Clearly it is the erosion of the cultural norm against out-of-wedlock childbearing that chiefly drives illegitimacy. But economics play a role. It is harder for working-class men to get good jobs, making them marginally less marriageable. It is easier, on the other hand, for working-class women to get employment, making them marginally less dependent on men.
Can marriage be saved? The college-educated have managed to preserve it. If nothing else, they realize how much more difficult single parenthood would make their lives and those of their kids. Single moms, by contrast, often consider marriage something they can achieve only after securing a place in the middle class. This gets it backward. Marriage is a means of getting and staying out of poverty rather than an economic capstone. The poverty rate for single-parent families is six times that of married families.
No one wants to be preachy about marriage when everyone knows its inevitable frustrations. (“Marriage is a wonderful institution,” H.L. Mencken said, “but who would want to live in an institution?”) At the very least, though, we should provide the facts about the importance of marriage as a matter of child welfare and economic aspiration. As a society, we have launched highly effective public-education campaigns on much less momentous issues, from smoking to recycling.
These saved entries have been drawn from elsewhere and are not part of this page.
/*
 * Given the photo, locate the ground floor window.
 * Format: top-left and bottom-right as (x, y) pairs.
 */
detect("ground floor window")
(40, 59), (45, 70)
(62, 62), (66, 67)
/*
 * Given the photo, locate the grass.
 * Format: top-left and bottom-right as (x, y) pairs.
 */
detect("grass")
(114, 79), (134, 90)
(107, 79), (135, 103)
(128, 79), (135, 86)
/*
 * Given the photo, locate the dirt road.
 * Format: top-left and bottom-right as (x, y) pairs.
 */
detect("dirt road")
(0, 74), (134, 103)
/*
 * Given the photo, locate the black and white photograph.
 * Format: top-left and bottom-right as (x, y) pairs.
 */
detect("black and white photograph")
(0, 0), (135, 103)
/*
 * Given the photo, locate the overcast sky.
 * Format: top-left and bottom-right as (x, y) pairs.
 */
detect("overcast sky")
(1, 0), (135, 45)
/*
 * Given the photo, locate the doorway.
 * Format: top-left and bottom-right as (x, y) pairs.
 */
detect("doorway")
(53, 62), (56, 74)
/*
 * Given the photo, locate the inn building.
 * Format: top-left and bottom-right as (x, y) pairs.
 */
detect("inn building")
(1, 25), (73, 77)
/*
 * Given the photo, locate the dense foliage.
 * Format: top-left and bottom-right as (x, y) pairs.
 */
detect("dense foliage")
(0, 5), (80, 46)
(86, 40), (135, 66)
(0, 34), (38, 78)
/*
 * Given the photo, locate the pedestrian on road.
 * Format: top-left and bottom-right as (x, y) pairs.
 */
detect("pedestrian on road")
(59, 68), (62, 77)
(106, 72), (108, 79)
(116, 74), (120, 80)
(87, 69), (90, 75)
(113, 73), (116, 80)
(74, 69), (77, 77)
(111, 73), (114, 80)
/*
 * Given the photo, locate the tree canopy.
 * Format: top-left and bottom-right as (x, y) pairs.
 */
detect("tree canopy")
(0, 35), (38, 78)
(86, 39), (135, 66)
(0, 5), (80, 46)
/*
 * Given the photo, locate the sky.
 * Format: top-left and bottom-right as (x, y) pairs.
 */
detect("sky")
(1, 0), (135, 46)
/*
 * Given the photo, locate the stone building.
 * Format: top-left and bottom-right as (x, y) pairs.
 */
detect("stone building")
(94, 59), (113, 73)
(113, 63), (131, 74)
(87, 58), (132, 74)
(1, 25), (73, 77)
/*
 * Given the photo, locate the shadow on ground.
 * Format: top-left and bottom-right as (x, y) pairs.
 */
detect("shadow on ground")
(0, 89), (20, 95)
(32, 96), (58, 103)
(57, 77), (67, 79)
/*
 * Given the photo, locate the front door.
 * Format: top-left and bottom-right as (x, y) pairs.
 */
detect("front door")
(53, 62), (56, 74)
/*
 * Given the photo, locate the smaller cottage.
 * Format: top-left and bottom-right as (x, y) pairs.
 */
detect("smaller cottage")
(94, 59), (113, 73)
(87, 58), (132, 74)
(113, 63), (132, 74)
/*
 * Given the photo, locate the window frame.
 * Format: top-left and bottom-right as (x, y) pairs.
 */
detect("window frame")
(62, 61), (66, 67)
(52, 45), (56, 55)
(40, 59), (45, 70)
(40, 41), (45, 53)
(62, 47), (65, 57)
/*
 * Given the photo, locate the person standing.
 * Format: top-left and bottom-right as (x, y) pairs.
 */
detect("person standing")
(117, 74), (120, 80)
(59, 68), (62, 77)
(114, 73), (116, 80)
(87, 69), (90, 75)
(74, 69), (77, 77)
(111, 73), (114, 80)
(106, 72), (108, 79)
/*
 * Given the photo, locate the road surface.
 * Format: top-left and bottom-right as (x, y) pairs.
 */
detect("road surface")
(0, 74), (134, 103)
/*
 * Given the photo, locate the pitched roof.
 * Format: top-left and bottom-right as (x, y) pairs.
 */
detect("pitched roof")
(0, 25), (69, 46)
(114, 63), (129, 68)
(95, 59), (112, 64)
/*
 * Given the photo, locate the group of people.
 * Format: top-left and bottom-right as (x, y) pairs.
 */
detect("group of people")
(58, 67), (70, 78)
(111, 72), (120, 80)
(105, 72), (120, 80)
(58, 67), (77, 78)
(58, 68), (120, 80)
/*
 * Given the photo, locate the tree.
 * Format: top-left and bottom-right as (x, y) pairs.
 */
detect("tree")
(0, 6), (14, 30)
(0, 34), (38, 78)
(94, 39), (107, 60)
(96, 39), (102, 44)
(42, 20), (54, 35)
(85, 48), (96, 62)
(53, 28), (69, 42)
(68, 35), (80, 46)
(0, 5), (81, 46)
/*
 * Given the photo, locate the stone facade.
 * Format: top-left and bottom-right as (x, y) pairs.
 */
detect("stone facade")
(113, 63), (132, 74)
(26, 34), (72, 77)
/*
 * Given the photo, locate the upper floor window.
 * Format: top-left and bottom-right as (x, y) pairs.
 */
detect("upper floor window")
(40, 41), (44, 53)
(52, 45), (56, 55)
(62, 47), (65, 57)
It’s not hard to think of a spokeswoman. Michelle Obama is the daughter in a traditional two-parent family and the mother in another one that even her husband’s critics admire. If she took up marriage as a cause, she could ultimately have a much more meaningful impact on the lives of children than she will ever have urging them to do jumping jacks.
For now, the decline of marriage is our most ignored national crisis. As it continues to slide away, our country will become less just and less mobile.